Close examination of the proposed Minerals Resource Rent Tax (MRRT) reveals serious flaws that could leave the federal government well short of the forecast revenue. It is conceivable that some large and highly profitable mining companies could reorganise their affairs to pay little or none of the tax at all.
The first and most obvious shortcoming of the MRRT, in terms of its revenue potential, is that it applies only to coal and iron ore. All other minerals are exempt.
But it is the design of the tax as it applies to coal and iron ore miners that could leave the government facing an unanticipated multibillion-dollar shortfall.
The main problem is that the tax is based, not on an objective measure such as tonnes of material mined, but on ‘‘super-profit’’ (mining profit less allowances). Profit, at the best of times, is a highly flexible concept that can allow accountants to apply creative techniques to minimise a company’s tax obligations.
In the case of the MRRT, the incentives and opportunities for creative avoidance appear even greater than those applying to company tax.
The Australian Taxation Office has already released five early guidance papers on the tax, but the legislation is complex. Its 232 pages will no doubt exercise the minds of the nation’s best and brightest managers and tax accountants as they seek to find means of reducing tax.
The minerals tax is not based on audited company profits from their statutory accounts, but on a narrow portion of profits from particular mining activities. It requires the taxpayers (that is, the mining companies) to determine the amount of proceeds and costs that relate to these activities.
This reliance on the miners themselves to determine the appropriate proceeds and costs creates a significant incentive to estimate profit from taxable activities in the most tax-efficient manner. For example, the MRRT requires the miners to split revenue between the taxable value earned to the point of producing a stock of coal or iron ore from revenue earned after that point. Transfers within the company also need to be valued. Losses can be offset between operations.
At numerous points opportunities exist to reduce revenue estimates and increase costs so as to minimise the taxable profit reported. Volatility in commodity prices could also allow strategic timing of the recognition of revenue and expenses.

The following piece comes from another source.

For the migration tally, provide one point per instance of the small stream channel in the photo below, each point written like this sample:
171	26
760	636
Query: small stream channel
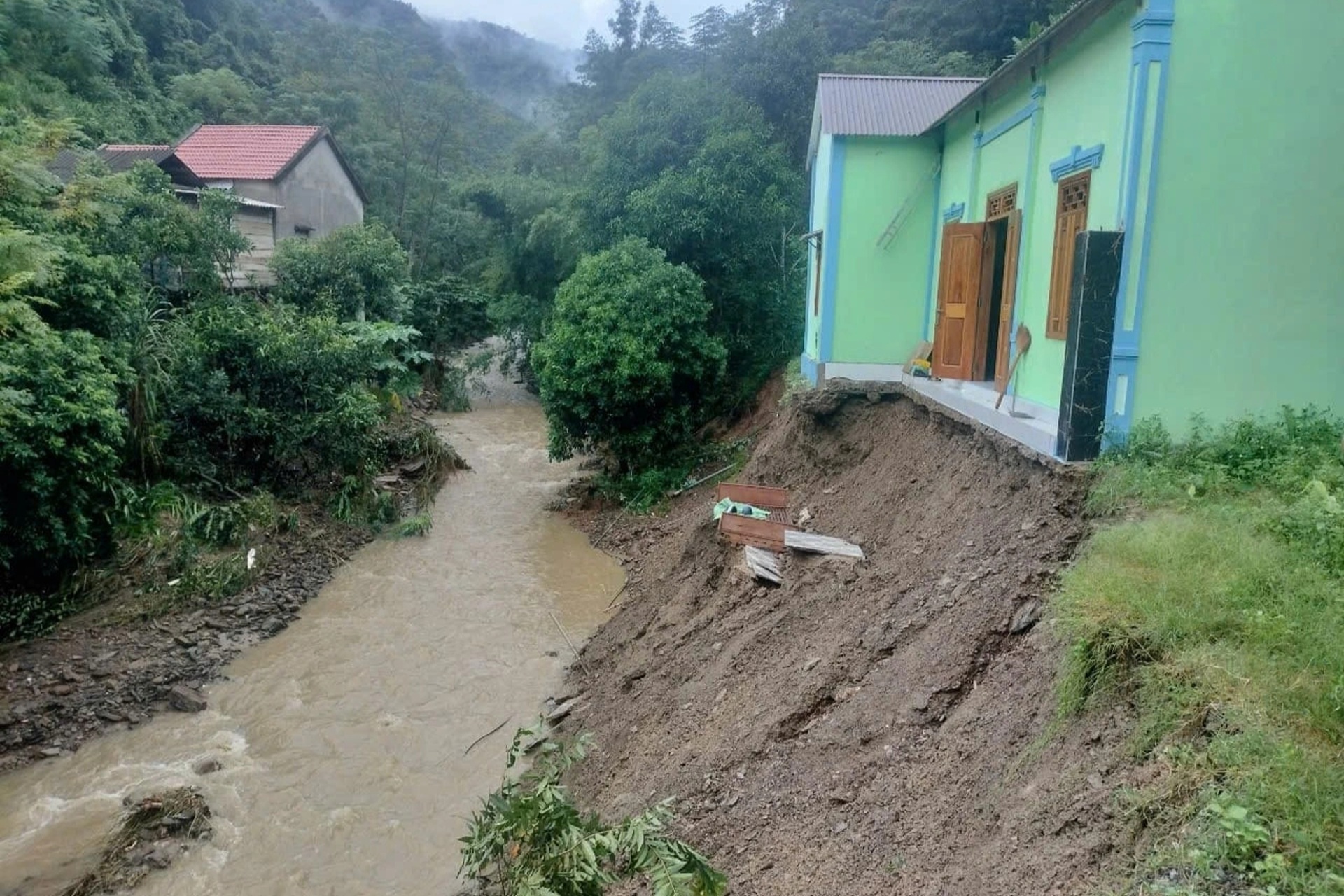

All these factors, combined with any decline in the underlying commodity price from the record levels seen when the tax was first envisaged, could greatly reduce the expected proceeds to government coffers.
So, too, could the generous and sometimes unconventional allowances built into the tax. There are more than 50 pages of allowances that can be used to reduce a firm’s tax liability. While most allowances have their foundation in generally accepted accounting principles (e.g. royalties paid to state governments or pre-mining exploration expenditure), other are less conventional.

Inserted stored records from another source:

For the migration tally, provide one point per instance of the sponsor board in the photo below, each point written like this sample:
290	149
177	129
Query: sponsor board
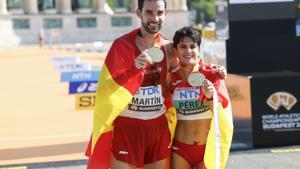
82	87
85	101
65	59
76	76
67	67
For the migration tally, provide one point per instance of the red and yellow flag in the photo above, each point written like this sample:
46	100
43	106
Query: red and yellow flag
221	131
119	80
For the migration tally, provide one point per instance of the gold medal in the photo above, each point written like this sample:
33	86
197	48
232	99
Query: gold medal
196	79
155	53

For example, under division 75, miners can choose between the ‘‘book value’’ or ‘‘market value’’ of an asset, which will be allocated against revenue over the productive life of a mine in order to calculate MRRT liability. Depreciating assets based on market valuation is not generally accepted accounting practice, yet it is allowed in the legislation.
In simple terms, a mining asset that cost $100 million to bring to production might today be worth $350 million if sold on the open market. A miner could use this higher valuation to calculate depreciation which would reduce the profit subject to the tax.

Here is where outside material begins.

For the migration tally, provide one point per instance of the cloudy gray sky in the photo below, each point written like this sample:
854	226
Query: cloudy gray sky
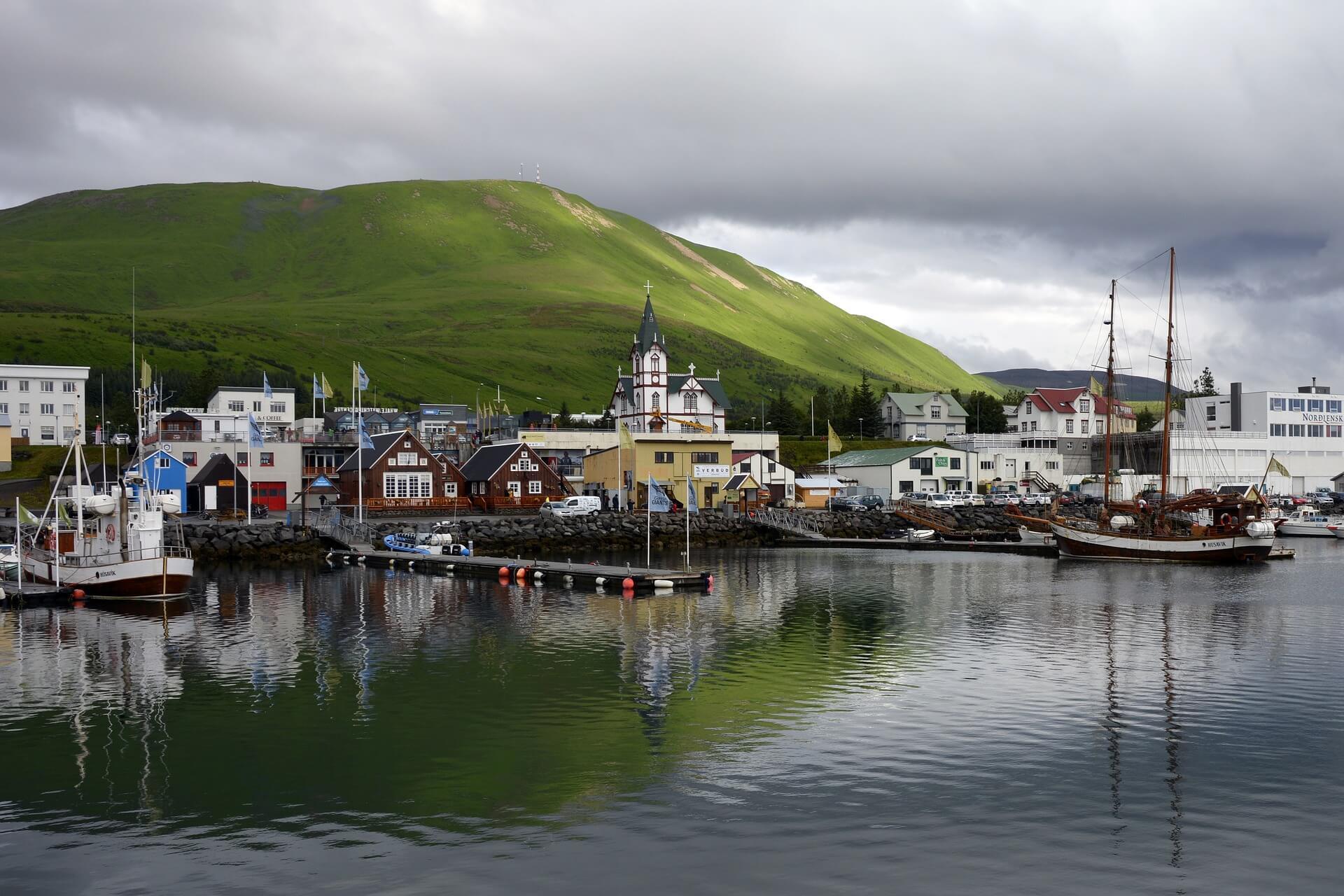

Business transactions can be complex, and legislation must therefore contain a range of provisions that require subjective interpretation. The mining tax legislation adds a further layer of complexity, which at times defies conventional accounting and can be used to aggressively minimise the amount of tax payable.
A key argument in support of a tax on super profits, rather than on the simpler and more readily verifiable measure of tonnage, is the need to avoid sending unprofitable miners bankrupt. A low-profit offset would ensure, however, that if the total profits of a mining company are low, the miner has no liability for MRRT and unprofitable operations do not go bankrupt because of a tonnage-based tax.
Even at this late stage in the process, key improvements might be made if there were full transparency in the revised revenue estimates, the underlying assumptions, and in particular the ability of the tax office to monitor and collect the minerals tax. It is not surprising that critics have begun to question Treasury’s revenue estimates which are based on private information supplied by the mining companies which is not on the public record.
Mining companies are entitled to make a profit, but if the nation decides it is also entitled to a return on the exploitation of national resources then it is important to design a tax that is effective. Once the resources are gone, they are gone for good. By the time Nauru became independent in 1968, most of its phosphate had been mined and the vast bulk of the profits retained by the British Phosphate Commission. Little was left for the new nation. It would be a pity were a similar story to be played out today in Australia.